Danielle Mustarde, the operations manager of indie platform magCulture, says Ton and Scenery are attracting a different crowd to the English edition of French mag Milk Decoration or Barcelona-based Openhouse.
"It definitely feels like this London specific or centric view on interiors. They're not immediately obvious as interiors magazines, so they cross over into that fashion sphere as well. There's been a little bit of a wave, which is exciting." Requests for the titles are frequent in their Clerkenwell shop.
Most telling is the movement from the mainstream press. Grazia editor-in-chief Hattie Brett says the title has featured interiors pages in every issue since 2020 after she spotted a significant uptick in engagement with interiors coverage in the pandemic, including affiliate-led online content which drives revenue through sponsored links.
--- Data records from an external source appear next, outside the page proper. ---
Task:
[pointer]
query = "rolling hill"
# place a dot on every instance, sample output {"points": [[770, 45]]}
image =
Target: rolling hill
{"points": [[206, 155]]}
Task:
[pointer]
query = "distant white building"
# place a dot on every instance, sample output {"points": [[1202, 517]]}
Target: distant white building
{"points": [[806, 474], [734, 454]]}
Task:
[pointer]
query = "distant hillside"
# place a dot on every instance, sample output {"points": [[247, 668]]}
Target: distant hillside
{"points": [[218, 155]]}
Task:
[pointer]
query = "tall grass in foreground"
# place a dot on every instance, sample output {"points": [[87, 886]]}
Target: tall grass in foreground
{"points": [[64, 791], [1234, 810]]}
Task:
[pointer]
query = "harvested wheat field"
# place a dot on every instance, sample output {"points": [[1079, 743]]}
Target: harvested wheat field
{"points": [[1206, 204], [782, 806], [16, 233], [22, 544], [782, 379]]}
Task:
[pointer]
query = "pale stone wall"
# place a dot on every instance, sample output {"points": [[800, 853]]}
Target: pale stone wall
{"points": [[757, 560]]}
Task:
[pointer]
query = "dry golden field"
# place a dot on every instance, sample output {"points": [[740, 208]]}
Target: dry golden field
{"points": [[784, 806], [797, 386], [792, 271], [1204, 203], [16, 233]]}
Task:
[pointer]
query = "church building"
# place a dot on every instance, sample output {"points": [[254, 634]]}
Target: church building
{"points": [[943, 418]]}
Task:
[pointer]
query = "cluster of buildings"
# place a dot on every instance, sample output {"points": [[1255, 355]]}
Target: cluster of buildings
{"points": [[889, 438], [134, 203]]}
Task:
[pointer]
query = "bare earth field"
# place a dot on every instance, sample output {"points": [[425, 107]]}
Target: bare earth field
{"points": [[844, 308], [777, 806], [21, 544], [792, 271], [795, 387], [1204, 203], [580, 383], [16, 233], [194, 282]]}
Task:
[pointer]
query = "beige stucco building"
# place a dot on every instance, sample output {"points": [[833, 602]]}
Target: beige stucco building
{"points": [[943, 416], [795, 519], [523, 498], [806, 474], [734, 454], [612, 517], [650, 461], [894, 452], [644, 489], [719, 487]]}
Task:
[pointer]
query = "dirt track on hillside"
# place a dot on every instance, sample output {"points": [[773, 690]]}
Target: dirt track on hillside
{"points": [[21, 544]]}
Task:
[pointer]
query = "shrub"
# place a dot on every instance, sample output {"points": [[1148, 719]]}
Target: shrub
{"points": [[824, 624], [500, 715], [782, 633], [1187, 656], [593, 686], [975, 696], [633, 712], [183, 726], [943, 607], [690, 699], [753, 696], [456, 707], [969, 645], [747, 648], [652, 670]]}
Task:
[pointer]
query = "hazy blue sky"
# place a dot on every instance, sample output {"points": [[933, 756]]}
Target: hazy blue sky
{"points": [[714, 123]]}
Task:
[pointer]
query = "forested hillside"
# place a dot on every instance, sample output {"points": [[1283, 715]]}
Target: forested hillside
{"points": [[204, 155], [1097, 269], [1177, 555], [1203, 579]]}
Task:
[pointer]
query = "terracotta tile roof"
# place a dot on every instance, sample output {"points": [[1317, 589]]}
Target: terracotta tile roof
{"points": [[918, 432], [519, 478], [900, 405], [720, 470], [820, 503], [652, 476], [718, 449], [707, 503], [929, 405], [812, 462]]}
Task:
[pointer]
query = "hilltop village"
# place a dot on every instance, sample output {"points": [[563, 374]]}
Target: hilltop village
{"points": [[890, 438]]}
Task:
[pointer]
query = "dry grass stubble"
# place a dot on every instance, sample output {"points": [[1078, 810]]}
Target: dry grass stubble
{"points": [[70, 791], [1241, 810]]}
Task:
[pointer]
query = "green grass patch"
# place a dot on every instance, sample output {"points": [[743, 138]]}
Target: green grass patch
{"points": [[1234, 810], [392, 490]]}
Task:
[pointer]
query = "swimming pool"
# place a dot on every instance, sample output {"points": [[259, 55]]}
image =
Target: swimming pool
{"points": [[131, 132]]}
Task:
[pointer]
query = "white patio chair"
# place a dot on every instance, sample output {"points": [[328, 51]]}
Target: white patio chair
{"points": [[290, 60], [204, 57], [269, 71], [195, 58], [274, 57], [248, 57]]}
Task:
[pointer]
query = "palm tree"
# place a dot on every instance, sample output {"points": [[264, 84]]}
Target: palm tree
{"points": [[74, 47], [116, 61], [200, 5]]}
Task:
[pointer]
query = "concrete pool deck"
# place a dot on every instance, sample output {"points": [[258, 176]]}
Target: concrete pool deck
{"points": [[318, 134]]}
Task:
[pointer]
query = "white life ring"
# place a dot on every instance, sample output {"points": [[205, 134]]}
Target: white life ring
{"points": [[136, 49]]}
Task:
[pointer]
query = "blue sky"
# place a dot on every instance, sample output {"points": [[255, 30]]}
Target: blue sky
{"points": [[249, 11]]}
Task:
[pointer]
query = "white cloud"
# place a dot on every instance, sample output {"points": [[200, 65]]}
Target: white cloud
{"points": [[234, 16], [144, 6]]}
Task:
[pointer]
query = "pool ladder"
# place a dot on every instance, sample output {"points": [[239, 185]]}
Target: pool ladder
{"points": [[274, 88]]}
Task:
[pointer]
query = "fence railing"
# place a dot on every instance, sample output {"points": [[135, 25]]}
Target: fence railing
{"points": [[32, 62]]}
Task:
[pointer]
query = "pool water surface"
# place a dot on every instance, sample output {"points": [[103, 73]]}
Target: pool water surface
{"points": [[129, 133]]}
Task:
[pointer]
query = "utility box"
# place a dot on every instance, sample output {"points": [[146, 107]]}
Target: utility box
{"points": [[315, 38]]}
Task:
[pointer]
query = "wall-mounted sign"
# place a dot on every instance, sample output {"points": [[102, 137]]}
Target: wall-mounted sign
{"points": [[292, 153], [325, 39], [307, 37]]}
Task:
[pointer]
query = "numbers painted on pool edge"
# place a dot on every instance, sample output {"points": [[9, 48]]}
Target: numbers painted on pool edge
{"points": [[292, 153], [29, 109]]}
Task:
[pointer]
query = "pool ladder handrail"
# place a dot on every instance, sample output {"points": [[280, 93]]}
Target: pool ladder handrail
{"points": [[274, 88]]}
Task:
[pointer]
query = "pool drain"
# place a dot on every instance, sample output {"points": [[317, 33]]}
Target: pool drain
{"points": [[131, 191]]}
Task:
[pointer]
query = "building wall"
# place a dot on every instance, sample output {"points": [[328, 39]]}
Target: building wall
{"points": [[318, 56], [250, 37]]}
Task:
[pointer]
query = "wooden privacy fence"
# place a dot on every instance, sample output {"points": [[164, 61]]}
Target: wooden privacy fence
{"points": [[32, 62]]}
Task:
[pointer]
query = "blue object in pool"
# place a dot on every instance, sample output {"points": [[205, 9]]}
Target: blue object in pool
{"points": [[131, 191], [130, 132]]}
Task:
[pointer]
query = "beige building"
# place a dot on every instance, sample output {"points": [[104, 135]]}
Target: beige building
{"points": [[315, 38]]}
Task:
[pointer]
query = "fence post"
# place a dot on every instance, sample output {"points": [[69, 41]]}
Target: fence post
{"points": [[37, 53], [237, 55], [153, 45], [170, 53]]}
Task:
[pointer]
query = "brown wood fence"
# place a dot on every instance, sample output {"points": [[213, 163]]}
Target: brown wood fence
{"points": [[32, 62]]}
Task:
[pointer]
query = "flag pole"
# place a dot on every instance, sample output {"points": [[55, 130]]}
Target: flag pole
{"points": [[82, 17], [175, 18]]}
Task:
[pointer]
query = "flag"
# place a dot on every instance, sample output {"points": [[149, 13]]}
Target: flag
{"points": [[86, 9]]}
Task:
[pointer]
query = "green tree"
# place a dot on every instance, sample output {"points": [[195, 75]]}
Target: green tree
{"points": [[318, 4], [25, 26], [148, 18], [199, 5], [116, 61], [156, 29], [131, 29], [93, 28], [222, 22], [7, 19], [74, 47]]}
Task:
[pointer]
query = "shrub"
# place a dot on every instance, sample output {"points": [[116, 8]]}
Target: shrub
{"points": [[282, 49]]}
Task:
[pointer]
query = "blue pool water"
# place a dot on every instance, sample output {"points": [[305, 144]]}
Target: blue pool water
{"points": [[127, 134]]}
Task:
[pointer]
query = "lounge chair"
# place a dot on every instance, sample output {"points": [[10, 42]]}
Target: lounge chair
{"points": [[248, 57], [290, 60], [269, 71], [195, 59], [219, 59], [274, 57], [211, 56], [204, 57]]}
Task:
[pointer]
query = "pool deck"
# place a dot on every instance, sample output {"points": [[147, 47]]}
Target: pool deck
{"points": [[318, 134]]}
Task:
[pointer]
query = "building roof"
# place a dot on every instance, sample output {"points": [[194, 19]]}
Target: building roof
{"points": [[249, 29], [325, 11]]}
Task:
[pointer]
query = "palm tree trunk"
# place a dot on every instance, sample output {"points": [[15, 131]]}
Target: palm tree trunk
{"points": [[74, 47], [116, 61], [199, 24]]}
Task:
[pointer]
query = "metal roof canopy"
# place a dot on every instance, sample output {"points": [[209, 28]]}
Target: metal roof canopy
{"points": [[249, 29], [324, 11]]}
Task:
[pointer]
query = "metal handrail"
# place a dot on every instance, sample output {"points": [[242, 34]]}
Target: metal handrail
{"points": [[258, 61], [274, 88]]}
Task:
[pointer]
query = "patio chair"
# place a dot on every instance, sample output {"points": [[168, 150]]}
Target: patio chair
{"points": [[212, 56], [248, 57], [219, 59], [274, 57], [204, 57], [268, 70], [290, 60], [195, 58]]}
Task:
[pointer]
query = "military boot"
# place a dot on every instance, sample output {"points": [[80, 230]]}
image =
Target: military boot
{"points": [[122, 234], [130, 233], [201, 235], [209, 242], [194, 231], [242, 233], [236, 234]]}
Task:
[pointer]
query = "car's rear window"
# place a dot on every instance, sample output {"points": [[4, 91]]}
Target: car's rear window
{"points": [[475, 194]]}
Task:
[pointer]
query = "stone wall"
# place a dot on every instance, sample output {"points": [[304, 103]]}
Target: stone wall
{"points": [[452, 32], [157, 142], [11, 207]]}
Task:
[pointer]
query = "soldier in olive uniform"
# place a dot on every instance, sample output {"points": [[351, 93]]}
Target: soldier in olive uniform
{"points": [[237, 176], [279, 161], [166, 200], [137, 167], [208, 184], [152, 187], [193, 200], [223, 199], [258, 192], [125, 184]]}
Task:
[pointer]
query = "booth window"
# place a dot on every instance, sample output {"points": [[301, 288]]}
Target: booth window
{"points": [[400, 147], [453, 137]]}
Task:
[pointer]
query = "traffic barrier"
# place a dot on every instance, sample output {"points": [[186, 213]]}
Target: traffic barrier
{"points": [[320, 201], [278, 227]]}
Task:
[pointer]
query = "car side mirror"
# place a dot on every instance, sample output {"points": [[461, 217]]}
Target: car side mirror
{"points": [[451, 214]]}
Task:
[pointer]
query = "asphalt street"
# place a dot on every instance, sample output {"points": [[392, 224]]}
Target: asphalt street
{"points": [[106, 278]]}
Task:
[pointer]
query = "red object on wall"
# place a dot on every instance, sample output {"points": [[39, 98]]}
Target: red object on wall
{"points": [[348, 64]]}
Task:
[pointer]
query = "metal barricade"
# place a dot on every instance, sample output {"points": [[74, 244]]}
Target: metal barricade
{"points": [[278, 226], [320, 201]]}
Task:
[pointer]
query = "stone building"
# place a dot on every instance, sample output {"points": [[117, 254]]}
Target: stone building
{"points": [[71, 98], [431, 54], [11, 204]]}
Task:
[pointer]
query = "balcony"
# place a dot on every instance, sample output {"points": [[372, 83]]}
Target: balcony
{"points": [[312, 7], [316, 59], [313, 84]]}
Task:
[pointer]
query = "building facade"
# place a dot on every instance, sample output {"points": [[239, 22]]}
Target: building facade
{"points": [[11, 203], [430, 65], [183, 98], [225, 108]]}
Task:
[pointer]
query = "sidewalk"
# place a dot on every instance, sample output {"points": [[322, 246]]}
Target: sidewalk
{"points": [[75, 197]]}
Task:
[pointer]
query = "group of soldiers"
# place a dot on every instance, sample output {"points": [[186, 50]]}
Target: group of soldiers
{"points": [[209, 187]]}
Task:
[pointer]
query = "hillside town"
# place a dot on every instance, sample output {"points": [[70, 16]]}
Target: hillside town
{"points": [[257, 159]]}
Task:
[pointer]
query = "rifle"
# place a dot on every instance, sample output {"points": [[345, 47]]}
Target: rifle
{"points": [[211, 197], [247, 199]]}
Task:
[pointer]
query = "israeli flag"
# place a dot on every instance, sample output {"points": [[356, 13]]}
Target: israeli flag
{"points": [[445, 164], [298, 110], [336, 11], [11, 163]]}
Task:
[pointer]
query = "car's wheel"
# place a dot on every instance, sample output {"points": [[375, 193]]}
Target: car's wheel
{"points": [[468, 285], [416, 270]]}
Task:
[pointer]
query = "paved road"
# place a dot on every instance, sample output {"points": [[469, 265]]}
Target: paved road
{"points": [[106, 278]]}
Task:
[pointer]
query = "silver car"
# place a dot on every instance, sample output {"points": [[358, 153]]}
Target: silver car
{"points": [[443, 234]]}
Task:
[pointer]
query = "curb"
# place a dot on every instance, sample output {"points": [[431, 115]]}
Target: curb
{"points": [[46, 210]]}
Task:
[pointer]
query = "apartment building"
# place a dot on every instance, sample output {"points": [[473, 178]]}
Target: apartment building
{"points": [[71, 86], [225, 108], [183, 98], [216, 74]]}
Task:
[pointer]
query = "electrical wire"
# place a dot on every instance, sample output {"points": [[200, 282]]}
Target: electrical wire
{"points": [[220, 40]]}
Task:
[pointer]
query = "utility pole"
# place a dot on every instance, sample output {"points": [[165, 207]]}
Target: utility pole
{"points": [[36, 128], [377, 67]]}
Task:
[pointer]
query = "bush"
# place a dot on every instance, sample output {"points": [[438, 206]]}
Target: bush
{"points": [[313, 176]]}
Its commercial response is Grazia Casa, a "special edition" launched last month with a cover tour of Jenna Lyons’ New York loft and a £4.95 price tag.
Aimed squarely at the same ABC1 women that make up its circa 90,000 readership, snappy coverlines promise hosting tips from Laura Jackson and 92 cult buys from £5.
The pivot is a mark of confidence for print, the bricks and mortar of the magazine world, as fashion and beauty titles with less flex (think Marie Claire and Glamour) cease publishing a regular print edition.
"Grazia Casa only launched a few weeks ago and we’ve already had a number of advertisers sign up for the next issue, which is launching in spring 2024," adds Brett. “Before then you will also see a dramatic increase in interiors content online."
For Gallacher, Ton represents something new. "I went to Ted and said I'm really bored of all the magazines at the moment," he says. "We're championing the unsung. It's quite punky."